CATA director says Pritzker's auto trade-in tax cap could blindside consumers if not stopped
Mark Bilek, senior director of communications for the Chicago Automobile Trade Association (CATA), fears that the trickle-down effect from a new Illinois law that caps trade-in tax credits on most motor vehicles at $10,000 could have devastating consequences for the industry.
“This could impact things in a couple ways,” Bilek told the Chicago City Wire. “One, it could delay people buying new vehicles because they want to wait until the value of the trade falls below the threshold. It could also change the vehicles that are under consideration. People might consider vehicles that cost less so they have less exposure to the tax. This is a tax on the consumer, a kind of hidden tax you don’t know about until you go buy the vehicle.”
The new law is slated to go into effect on Jan. 1 and estimates are that it could ultimately cost car buyers up to $40 million in added sales tax. Between now and then, Bilek said, CATA plans to do everything in its power to stop the legislation in its tracks.

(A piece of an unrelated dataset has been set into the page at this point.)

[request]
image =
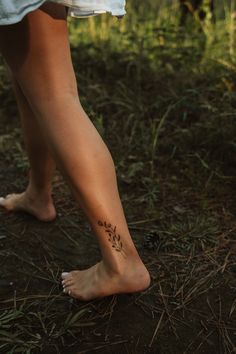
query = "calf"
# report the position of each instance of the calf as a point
(191, 6)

“Chicago Auto Trade Association and car dealers across the state are working on ways to mitigate this tax,” Bilek said. “We’re talking with legislators as well as working directly with the Illinois Department of Revenue in looking at other ways to come to up with revenue. We’re looking at any way that works where consumers don’t have to foot the bill for this.”
According to the Daily Herald, car buyers are currently only obligated to pay sales tax on the difference between the value of a new car and the value of the car they're trading in. The tax is based on the city where the car buyer resides, with those within Chicago's city limits paying a tax rate of 9.5 percent.
The new tax is just one of at least 21 provisions put in place as part of Gov. Pritzker’s new state budget in which taxes or fees are being raised to cover the $45 billion needed for his Rebuild Illinois capital spending plan.